La cytotoxicité pour éradiquer le cancer
Les phénazines sont un grand groupe « d’hétérocycles » contenant de l’azote (ou des composés ayant une structure cyclique composée d’au moins deux éléments différents). On trouve plus d’une centaine de composés de phénazine dans la nature, et plus de 6000 peuvent être « synthétisés ». Parmi ceux-ci, les N-alkylphénazine-1-ones (phénazinones) constituent un groupe mineur de phénazines, dont on sait qu’elles ont des activités antibactériennes, antifongiques et cytotoxiques. Et la cytotoxicité est une propriété intéressante dans la recherche sur le cancer, car si nous pouvons « diriger » les composés cytotoxiques pour qu’ils agissent contre les cellules cancéreuses, nous pouvons théoriquement éliminer le cancer. Les détails de leur étude ont été publiés dans la revue American Chemical Society Omega.
« La pyocyanine, la lavanducyanine, les dérivés de la lavanducyanine WS-9659 A, WS-9659 B, et les marinocyanines A et B, tous des types différents de phénazines, présentent des activités cytotoxiques, contre les cellules cancéreuses. Cependant, ces composés sont difficiles à obtenir à partir de leurs sources naturelles telles que les bactéries », rapporte le professeur Kuramochi.
Déterminés à en savoir plus et à exploiter leurs propriétés pour de bon, les chercheurs ont expérimenté la synthèse de ces composés par plusieurs méthodes. Pour cela, ils ont procédé à « l’halogénation » (le processus d’ajout d’halogènes comme le chlore et le brome) et à la « condensation oxydative » (l’ajout d’un oxydant et d’une molécule d’eau) sur divers composés.

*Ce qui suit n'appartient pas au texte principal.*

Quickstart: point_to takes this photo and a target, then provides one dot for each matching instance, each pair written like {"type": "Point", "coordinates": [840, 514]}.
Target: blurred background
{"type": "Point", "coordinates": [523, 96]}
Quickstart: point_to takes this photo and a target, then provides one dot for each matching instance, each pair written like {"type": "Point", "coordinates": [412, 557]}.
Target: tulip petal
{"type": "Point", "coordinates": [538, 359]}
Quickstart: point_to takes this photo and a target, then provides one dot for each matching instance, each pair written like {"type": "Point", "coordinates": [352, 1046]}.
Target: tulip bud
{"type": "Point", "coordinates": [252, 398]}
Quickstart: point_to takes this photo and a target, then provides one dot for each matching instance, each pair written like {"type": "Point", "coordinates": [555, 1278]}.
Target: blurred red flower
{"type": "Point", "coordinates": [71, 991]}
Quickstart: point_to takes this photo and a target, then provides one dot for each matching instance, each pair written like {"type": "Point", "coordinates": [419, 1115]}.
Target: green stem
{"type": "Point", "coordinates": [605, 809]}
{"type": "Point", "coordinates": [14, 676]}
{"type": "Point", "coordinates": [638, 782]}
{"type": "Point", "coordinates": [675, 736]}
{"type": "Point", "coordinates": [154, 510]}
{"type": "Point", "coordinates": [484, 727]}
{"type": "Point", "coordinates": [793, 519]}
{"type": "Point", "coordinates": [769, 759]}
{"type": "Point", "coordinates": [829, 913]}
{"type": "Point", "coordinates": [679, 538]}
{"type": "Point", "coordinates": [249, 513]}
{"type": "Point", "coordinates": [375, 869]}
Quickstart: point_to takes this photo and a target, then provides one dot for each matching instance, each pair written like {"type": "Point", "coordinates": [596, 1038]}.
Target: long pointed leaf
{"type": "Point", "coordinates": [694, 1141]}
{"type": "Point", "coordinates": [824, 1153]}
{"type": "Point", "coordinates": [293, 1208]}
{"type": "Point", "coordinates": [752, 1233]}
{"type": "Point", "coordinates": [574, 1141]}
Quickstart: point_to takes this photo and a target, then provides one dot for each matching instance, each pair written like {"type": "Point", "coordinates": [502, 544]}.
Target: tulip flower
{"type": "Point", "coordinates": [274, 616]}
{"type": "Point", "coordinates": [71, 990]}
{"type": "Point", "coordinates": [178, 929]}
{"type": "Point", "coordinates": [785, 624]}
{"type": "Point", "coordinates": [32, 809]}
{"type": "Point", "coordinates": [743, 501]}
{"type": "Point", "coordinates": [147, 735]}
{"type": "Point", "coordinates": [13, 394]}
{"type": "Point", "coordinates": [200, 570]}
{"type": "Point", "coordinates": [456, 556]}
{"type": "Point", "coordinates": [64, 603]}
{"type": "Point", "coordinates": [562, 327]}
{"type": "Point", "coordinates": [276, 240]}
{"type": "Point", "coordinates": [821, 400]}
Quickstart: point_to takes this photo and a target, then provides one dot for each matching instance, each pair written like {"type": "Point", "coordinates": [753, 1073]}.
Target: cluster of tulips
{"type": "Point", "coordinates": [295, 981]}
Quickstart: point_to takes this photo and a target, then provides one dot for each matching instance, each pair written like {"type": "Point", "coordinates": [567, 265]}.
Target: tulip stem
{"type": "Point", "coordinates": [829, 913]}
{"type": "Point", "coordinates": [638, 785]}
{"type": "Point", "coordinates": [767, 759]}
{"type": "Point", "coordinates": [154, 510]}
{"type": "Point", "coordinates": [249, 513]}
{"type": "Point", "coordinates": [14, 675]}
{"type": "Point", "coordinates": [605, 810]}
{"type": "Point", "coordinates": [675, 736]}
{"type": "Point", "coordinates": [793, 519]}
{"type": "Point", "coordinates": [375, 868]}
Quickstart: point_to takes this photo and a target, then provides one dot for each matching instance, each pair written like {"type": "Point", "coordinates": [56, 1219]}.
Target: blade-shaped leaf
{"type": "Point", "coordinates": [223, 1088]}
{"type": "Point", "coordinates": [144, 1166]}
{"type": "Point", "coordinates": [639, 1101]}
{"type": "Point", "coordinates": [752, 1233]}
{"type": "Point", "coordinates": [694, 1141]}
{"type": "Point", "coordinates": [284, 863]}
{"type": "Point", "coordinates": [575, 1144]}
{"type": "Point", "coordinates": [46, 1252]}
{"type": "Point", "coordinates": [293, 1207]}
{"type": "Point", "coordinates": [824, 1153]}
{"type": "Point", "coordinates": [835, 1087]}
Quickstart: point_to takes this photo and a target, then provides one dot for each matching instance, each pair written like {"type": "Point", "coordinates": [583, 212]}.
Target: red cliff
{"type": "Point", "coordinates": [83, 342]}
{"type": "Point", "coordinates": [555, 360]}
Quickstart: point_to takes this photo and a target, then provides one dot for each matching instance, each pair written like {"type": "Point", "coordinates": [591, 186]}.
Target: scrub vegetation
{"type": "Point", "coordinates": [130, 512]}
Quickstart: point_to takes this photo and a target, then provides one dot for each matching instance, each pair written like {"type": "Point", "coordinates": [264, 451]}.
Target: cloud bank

Leur stratégie a permis d’obtenir une synthèse très efficace et sélective des N-alkyl-2-halophénazin-1-ones. Parmi tous les composés synthétisés, ils ont constaté que la 2-chloropyocyanine présentait une cytotoxicité élevée à l’égard des cellules cancéreuses du poumon. Leurs conclusions leur ont permis d’expliquer la logistique de leur étude et de leur procédé en détail.
Le professeur Kuramochi estime que leur découverte a également un effet bénéfique pour l’environnement. « Nous avons mis au point une méthode de synthèse très polyvalente, simple et applicable à la synthèse de nombreux produits naturels », déclare-t-il. « Comme la réaction de couplage oxydatif se fait uniquement avec de l’oxygène, il s’agit d’une méthode synthétique respectueuse de l’environnement ».
De plus, cette nouvelle technique permet de surmonter l’un des principaux inconvénients des techniques existantes. La chloration traditionnelle des N-alkylphénazin-1-ones se produit de manière sélective, ce qui signifie que les composés qui se forment à partir de cette réaction sont des phénazinones non souhaitées. Cette nouvelle technique de synthèse permet de surmonter ce problème et, pour la première fois, de produire synthétiquement les phénazinones d’intérêt, comme le WS-9659 B.
Kuramochi et son équipe sont impatients de vérifier les effets des phénazinones dans le cadre d’études sur les animaux et d’essais cliniques. Les médicaments ayant peu d’effets sur les cellules saines et qui agissent de manière sélective sur les cellules cancéreuses sont des candidats prometteurs et sur lesquels il faut miser dans la lutte contre le cancer. Ces nouveaux composés sont plus de quatre fois plus « sélectivement toxiques » pour les cellules cancéreuses que pour les cellules normales.
Selon les chercheurs, seul le temps pourra nous dire si cette découverte est vraiment une nouvelle porte qui s’ouvre sur l’insaisissable remède contre le cancer, mais c’est « un pas sûr et définitif dans la bonne direction ». Cette étude est non seulement importante pour l’analyse des activités biologiques moléculaires et cellulaires des phénazinones et de leurs dérivés, mais aussi pour la conception de dérivés cytotoxiques plus puissants et plus sélectifs contre les cellules cancéreuses. Des études supplémentaires visant à étudier les mécanismes d’action de ces composés sont déjà en cours.